HangFire 0.9 released – say hello to recurring jobs!

HangFire 0.9 released with recurring jobs feature! Here is the short list of changes.

  • Added – Out-of-the-box support for running recurring jobs.
  • AddedSqlServerStorage now also accepts connection string names.
  • ChangedIBackgroundJobClient does not implement the IDisposable interface anymore.
  • ChangedIMonitoringApi does not implement the IDisposable interface anymore.
  • Changed – Improve DateTime resolution for job arguments by including milliseconds.
  • Changed – Removed deprecated RetryAttribute class. Please, use AutomaticRetryAttribute.
  • FixedKeyNotFoundException when accessing job cancellation token with Redis.
  • Fixed – Theoretical race condition that makes HangFire Server invisible from Monitor.

Please see the blog post for some more information.

And let me demonstrate how it is easy to run recurring tasks now:

RecurringJob.AddOrUpdate(() => Console.Write("Easy!"), Cron.Daily);

That’s all and nothing more!

Hi Sergey, first of all thank you for building this awesome looking library!

I am currently using http://www.quartz-scheduler.net on a project at work, but one of the things that it lacks is a really nice user interface so that you can see how well your jobs are performing! So when I came across Hangfire.io I got pretty excited :slight_smile:

This project looks like it does lots of the stuff that quartz does. So I am keen to ask you a few questions if that is okay?

  1. If a recurring job is scheduled to run once a minute, but accidentally takes longer than that will Hangfire only allow 1 instance of that job to run? I ask this because Quartz has an attribute called DisallowConcurrentExecution – It is an attribute that can be added to the Job class that tells Quartz not to execute multiple instances of a given job definition.

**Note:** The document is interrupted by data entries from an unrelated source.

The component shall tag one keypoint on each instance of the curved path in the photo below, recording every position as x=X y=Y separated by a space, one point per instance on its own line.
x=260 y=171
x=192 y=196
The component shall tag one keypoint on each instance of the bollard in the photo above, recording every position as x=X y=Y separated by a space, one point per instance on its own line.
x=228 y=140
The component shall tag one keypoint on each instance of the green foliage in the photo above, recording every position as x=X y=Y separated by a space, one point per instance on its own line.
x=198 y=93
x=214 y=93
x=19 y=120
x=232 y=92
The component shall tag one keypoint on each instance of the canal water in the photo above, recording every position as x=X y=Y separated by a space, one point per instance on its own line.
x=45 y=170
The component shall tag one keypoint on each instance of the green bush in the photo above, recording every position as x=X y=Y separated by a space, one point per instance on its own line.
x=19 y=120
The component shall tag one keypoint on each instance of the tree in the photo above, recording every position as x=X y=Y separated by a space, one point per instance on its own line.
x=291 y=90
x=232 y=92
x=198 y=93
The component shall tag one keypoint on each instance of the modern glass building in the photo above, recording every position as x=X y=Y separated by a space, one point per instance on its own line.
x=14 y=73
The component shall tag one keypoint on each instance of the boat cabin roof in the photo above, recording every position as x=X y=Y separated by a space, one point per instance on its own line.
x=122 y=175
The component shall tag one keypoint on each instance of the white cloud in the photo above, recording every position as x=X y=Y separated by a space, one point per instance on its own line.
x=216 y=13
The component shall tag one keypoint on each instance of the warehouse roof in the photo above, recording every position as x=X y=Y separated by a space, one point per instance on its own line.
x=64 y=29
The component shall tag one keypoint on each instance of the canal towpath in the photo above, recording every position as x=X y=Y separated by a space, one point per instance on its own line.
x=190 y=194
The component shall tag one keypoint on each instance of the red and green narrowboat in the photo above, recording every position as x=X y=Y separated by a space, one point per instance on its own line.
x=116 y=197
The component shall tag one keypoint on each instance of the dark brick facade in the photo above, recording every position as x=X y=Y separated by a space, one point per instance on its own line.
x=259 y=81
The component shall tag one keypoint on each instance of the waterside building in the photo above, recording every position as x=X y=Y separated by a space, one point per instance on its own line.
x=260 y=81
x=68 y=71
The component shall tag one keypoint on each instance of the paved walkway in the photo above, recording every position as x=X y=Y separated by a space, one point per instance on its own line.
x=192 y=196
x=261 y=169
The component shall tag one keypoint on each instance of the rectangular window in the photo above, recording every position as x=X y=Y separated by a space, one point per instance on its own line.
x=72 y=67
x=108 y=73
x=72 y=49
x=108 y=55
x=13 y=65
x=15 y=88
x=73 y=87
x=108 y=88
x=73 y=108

  2. Do you have a way to limit the number of workers that a particular job can use so that it doesn’t starve the pool of available workers? I have some jobs that take longer to run than others and it is possible that these jobs use up all the available workers and the other jobs don’t get a chance to fire on time. So it would be cool if you could say for this job type only run a max of 5 workers for it.

I probably will have other questions but I realise that I should just grab the code at work tomorrow and start playing around!

Cheers
Jake

Hello, @superlogical, thanks for you interest!

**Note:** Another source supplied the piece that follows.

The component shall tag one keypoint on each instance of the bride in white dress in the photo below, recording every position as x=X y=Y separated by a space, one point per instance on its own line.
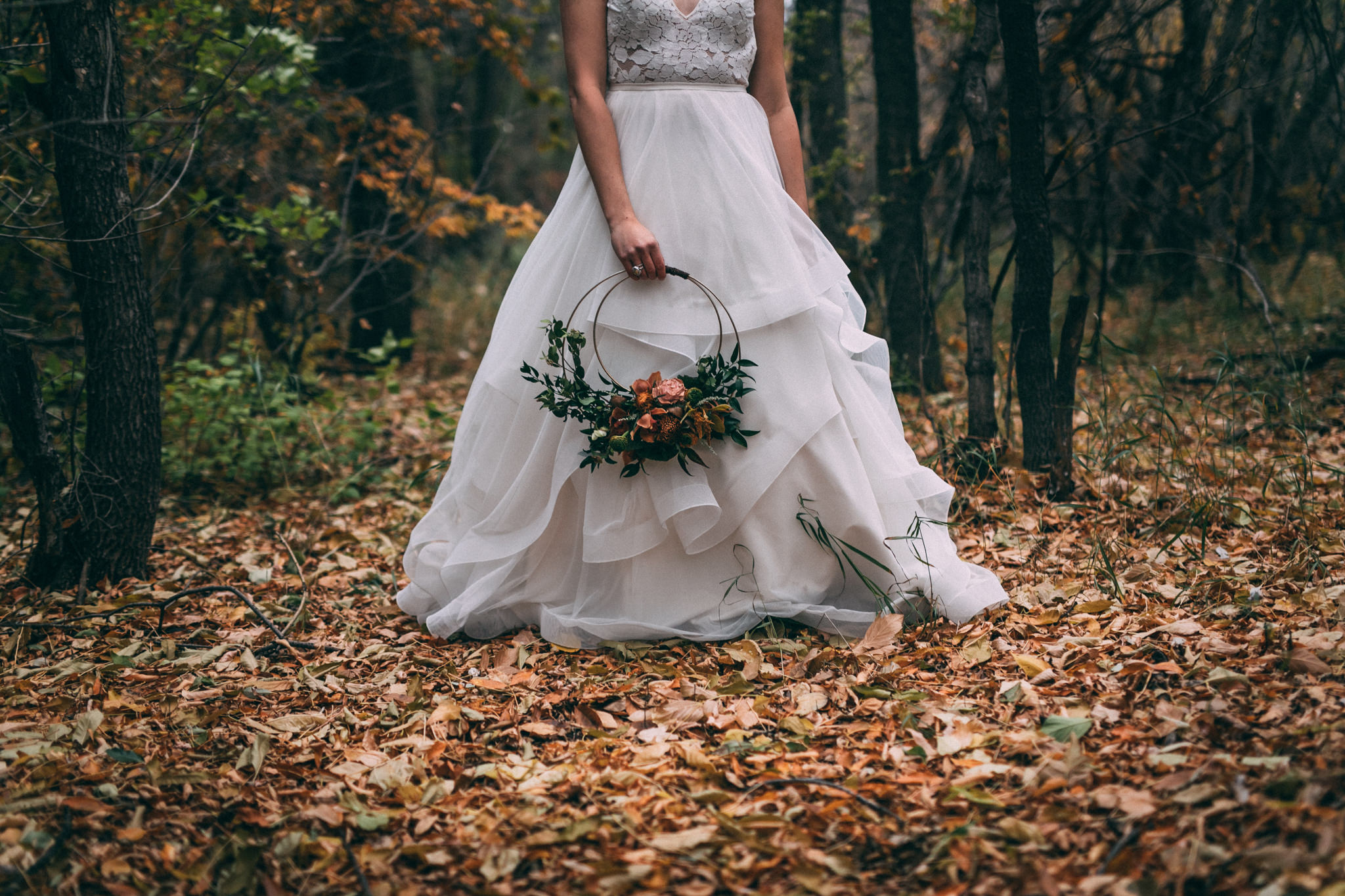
x=689 y=152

But before I start to answer the questions, let me tell you about the differences between Quartz.NET and HangFire. You already know that Quartz.NET is built around scheduler and its main purpose to handle recurring tasks.

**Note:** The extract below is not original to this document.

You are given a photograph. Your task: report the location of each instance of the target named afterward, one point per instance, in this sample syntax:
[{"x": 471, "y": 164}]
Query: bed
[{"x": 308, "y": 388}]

HangFire is built entirely for fire-and-forget tasks, and leverages message queues to handle them (but they are persistent comparing to CLR ThreadPool). You can have thousands of messages (queued background work items), and a couple of workers on one or several machines that fetch and process background jobs. So, it is incorrect to talk about worker pool starvation from the queue size point of view – this is the way how HangFire works, message by message, job by job.

  1. HangFire has the same attribute, but with different name – DisableConcurrentExecution, you can apply it to the calling method. But be aware of worker pool contention, when all workers waits for the job’s completion. In this case you should start the separate HangFire Server instance with different name for these jobs.
  2. Recurring job scheduler neither perform the work itself, nor tell a concrete worker to perform it. It only creates a new background job and places it on a queue, and worker thread will fetch it sooner or later (depending on queue size). If the overall latency is very high to you, you can use additional HangFire Server instances. If you want some of your jobs to be performed sooner than the others, consider using multiple queues – you can tell HangFire Server instance what queues it should process.

I’m writing the user guide at the moment, so feel free to ask the questions!